Ella se fue llegada la noche, no habíamos dicho nada durante las dos horas que estuvo aquí, se fue y dejó detrás un sabor como el de cualquier día anterior, en esos días en los que los gatos no se mueren, sino que solo joden sentándose en tu sofá y siendo dueños de lo que era tuyo antes. Cuando volví el vaso de agua estaba vacío, no recordaba que Lucía se lo hubiera bebido todo, lo levanté y lo llevé a la cocina.
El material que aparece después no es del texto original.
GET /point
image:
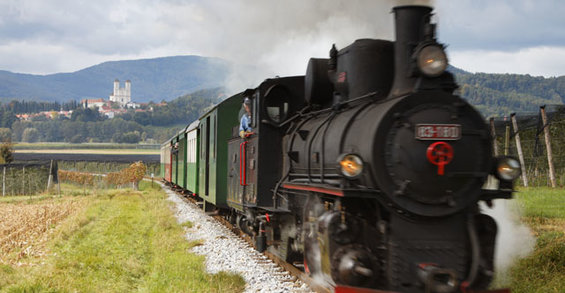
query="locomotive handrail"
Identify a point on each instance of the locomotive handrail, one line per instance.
(242, 165)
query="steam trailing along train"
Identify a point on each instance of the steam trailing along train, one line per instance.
(367, 171)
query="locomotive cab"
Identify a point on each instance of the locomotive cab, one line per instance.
(390, 170)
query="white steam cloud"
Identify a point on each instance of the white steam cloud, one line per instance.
(514, 239)
(267, 39)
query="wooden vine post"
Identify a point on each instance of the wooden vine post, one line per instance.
(548, 147)
(507, 140)
(493, 136)
(519, 149)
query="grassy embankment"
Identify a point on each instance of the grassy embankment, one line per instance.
(119, 241)
(543, 210)
(87, 148)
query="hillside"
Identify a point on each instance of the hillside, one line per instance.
(171, 77)
(502, 94)
(152, 79)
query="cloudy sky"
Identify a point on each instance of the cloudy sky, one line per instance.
(50, 36)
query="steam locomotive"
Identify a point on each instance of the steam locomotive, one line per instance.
(367, 171)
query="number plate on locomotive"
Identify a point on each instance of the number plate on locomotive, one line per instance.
(438, 131)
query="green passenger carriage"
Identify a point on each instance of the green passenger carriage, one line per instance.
(216, 126)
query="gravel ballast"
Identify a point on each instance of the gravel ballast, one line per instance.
(224, 251)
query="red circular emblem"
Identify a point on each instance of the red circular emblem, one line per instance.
(440, 154)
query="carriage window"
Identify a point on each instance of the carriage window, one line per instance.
(277, 103)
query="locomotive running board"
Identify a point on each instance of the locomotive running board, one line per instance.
(360, 193)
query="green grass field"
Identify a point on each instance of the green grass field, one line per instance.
(86, 148)
(60, 145)
(124, 241)
(543, 210)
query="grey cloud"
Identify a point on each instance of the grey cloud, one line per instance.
(501, 24)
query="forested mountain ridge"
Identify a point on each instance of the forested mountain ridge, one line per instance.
(503, 94)
(154, 79)
(87, 125)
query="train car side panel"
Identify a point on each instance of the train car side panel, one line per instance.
(191, 160)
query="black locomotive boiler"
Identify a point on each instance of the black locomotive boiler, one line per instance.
(368, 171)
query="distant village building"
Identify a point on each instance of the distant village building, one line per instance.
(93, 103)
(121, 95)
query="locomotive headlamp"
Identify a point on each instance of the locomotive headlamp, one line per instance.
(508, 168)
(351, 165)
(432, 60)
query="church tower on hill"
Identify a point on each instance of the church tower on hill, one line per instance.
(121, 95)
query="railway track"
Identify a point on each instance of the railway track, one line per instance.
(282, 277)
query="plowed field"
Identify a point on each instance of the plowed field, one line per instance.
(25, 228)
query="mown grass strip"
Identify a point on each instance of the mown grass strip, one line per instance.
(543, 209)
(127, 241)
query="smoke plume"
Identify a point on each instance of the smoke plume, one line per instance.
(265, 39)
(514, 239)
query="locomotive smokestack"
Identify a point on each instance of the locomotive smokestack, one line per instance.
(412, 26)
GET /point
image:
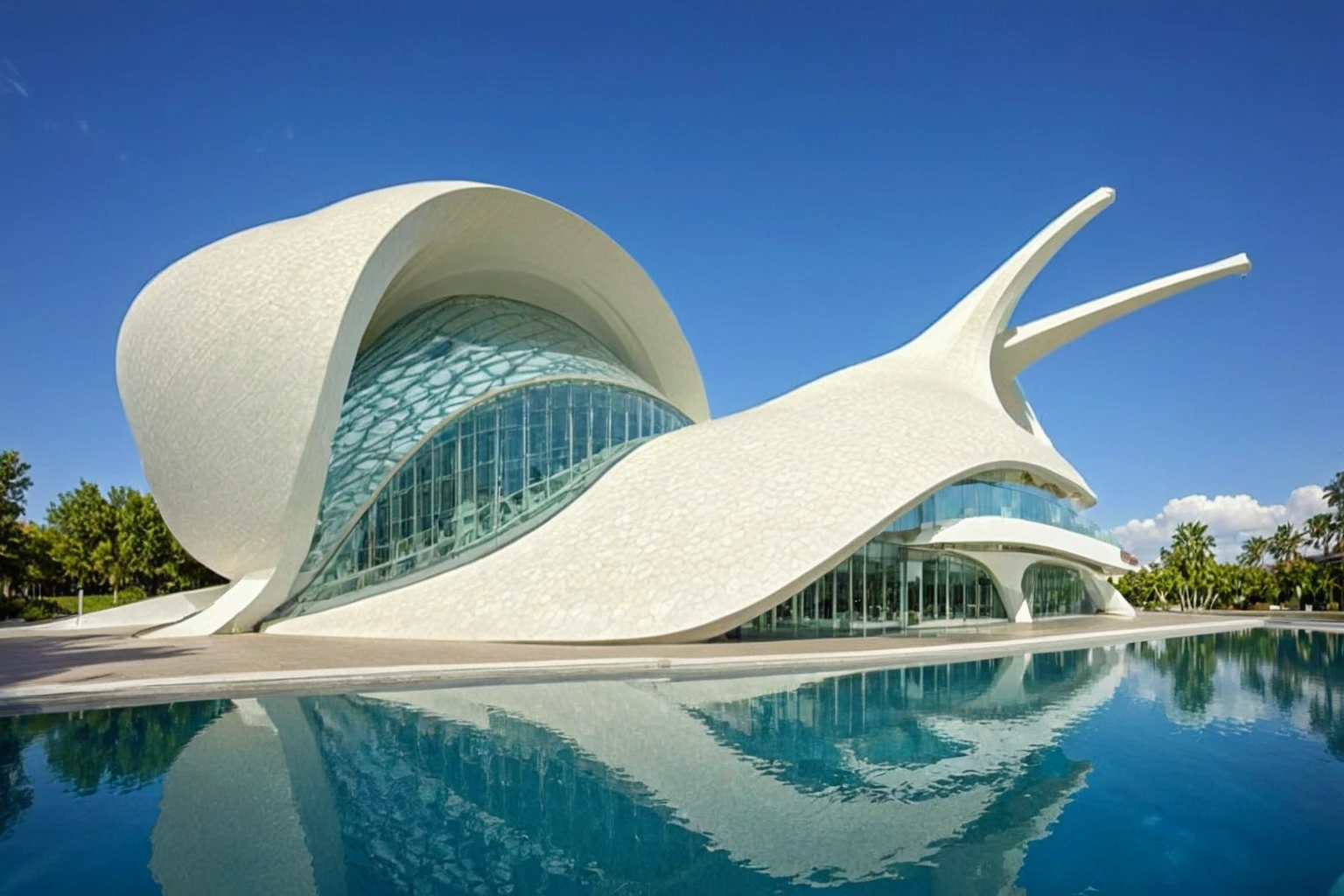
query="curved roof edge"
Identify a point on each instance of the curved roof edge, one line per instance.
(257, 333)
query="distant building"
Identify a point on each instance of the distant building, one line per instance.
(451, 410)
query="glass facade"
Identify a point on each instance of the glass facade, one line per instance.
(886, 587)
(999, 494)
(1054, 592)
(431, 364)
(486, 477)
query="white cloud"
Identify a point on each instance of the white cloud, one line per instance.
(10, 80)
(1231, 519)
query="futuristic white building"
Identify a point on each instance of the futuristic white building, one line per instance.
(451, 410)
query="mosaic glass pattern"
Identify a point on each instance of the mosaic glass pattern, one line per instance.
(982, 496)
(1054, 592)
(430, 364)
(885, 586)
(484, 479)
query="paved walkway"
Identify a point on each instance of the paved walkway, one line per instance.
(78, 670)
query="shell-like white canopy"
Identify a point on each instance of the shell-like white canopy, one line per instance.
(234, 360)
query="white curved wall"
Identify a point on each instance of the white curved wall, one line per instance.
(234, 360)
(689, 536)
(1026, 534)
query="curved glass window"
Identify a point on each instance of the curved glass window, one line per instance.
(885, 587)
(429, 366)
(1054, 592)
(486, 477)
(988, 496)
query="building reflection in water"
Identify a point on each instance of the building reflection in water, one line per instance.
(934, 778)
(937, 775)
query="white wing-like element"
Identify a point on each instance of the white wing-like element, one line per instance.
(686, 537)
(234, 360)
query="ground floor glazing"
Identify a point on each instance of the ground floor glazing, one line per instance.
(886, 587)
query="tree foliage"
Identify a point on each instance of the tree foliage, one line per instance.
(1268, 570)
(92, 540)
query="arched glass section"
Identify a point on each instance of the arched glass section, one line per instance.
(1054, 592)
(886, 587)
(484, 479)
(429, 366)
(1007, 494)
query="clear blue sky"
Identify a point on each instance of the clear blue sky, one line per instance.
(809, 185)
Al regresar a la sala, esos ojos verdes estaban frente a mí nuevamente, mirándome amenazantes, vencedores, dueño del sofá y del vaso de agua, otra vez estaba allí, era distinto, pero sus ojos eran los mismos, era otro gato traído por ella, era el mismo gato, no había notado el momento en que había llegado, acurrucado, en los brazos de Lucía, ronroneando mientras veía todo lo que ella y yo hacíamos, testigo ignorado inicialmente y ahora dueño.

Mi gato murió al mediodía y volvió a vivir a las seis de la tarde, cuando el agua se terminó y la comida fue arrojada a la basura junto con otros desperdicios. Ahora sigue en la sala, descansando tranquilo, mientras yo escribo cuentos en mi cuarto, un poco alejado de todo, huyendo de ese color verde que a veces asfixia.